4.3. Open-Circuit Conditions

To verify the voltage self-regulation capability of the APS under open-circuit conditions, set three output modules open-circuit based on an unbalanced load. Figure 15 shows the waveforms under open-circuit conditions.

Figure 15a shows the waveforms of the output voltage of each output module under open-circuit conditions. When the output modules are open-circuit, the output voltages V_o1, V_o2, and V_o3 of each output module become 42, 43, and 42 V. The output voltages rise due to the open-circuit of the load. The output voltage of each output module is still stable within the input voltage range of the voltage regulator circuit. Figure 15b shows the waveforms of the primary and secondary currents of the current transformers, and the secondary current of the three output modules becomes 0 A.
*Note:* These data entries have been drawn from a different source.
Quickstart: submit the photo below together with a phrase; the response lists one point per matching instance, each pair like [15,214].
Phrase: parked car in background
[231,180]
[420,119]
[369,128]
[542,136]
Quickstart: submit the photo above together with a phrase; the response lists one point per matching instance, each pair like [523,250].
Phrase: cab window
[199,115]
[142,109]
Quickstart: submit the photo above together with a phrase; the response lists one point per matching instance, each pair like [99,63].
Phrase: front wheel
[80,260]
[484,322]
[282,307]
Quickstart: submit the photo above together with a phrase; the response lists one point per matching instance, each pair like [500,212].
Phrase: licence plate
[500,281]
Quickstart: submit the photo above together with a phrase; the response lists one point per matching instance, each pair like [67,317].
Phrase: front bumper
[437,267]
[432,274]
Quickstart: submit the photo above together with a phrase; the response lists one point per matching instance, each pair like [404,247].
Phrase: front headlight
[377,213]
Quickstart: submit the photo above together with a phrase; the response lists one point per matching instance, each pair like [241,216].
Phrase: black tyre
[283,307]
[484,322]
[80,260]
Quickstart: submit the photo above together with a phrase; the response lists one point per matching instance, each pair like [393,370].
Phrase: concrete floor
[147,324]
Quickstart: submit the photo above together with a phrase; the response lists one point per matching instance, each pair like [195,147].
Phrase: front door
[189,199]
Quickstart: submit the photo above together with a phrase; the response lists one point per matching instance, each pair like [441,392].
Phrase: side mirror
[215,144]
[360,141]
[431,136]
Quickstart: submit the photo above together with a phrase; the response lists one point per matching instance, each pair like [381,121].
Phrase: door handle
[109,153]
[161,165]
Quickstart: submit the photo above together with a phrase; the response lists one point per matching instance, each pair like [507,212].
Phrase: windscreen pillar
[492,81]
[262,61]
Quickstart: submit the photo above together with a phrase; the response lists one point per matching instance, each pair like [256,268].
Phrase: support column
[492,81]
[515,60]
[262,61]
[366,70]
When the output side of the output modules is unloaded, the output voltage rises, and the excitation current of the current transformer also rises. As the excitation current reaches the primary current value, the current transformer’s secondary current drops to 0 A. The current transformer stops the energy transmission, and the output voltage of the output module remains stable. The experimental results show that the proposed APS can achieve the stability of the output voltage through the regulation of the excitation current.

4.4. Short-Circuit Conditions

The following experiments are carried out to verify the reliability of the proposed APS under short-circuit conditions. In the experiment, the post-stage voltage regulator of the third output module is short-circuited, and other experimental parameters are consistent with the unbalanced load conditions.

Waveforms of the output voltage of each output module under short-circuit conditions are shown in Figure 16a. When the third output module is open-circuit, the output voltages V_o1, V_o2, and V_o3 of each output module become 31, 44, and 0 V. Except for the module with short-circuit faults on the output side, the output voltages of other modules are still stable within the input voltage range of the voltage regulator circuit. When a short-circuit fault occurs on the output side of the third output module, the input voltage of the module becomes 0 V, and the input voltages of other modules increase so that the output voltages of other output modules increase. Due to the regulation of the excitation current, when the output voltages of the output modules increase, the secondary current of the current transformer decreases. The reduction of the secondary current suppresses the rise of the output voltage. Figure 16b shows the waveforms of the primary and secondary currents of the current transformer. The secondary current of the third output module is equal to the value obtained by converting the primary current by the ratio. Since the primary current of the current transformer is controlled to a constant value, the secondary current of the current transformer can remain stable under short-circuit conditions. The experimental results show that the proposed APS can operate stably under short-circuit conditions.

5. Conclusions

This paper proposes a parameter optimization method for the current source APS with multi-outputs and voltage self-regulation characteristics. The research results are listed as follows:

• The experimental results show that the output voltage variation is within 5 V when the load variation is 22.5 W, which reduces the design difficulty of the post-stage voltage regulator;
• When a short-circuit or an open-circuit fault occurs on the output side, the APS can still operate normally, which ensures the stability and reliability of the APS under abnormal conditions;
• The current transformers are made of toroidal cores, and the primary winding of the current transformer has only one turn, which can effectively reduce the difficulty of the insulation design and reduce the volume and weight of the APS.

In summary, the parameter-optimized APS can effectively solve the stability and reliability problems under unbalanced load conditions and abnormal load conditions, suitable for PET applications.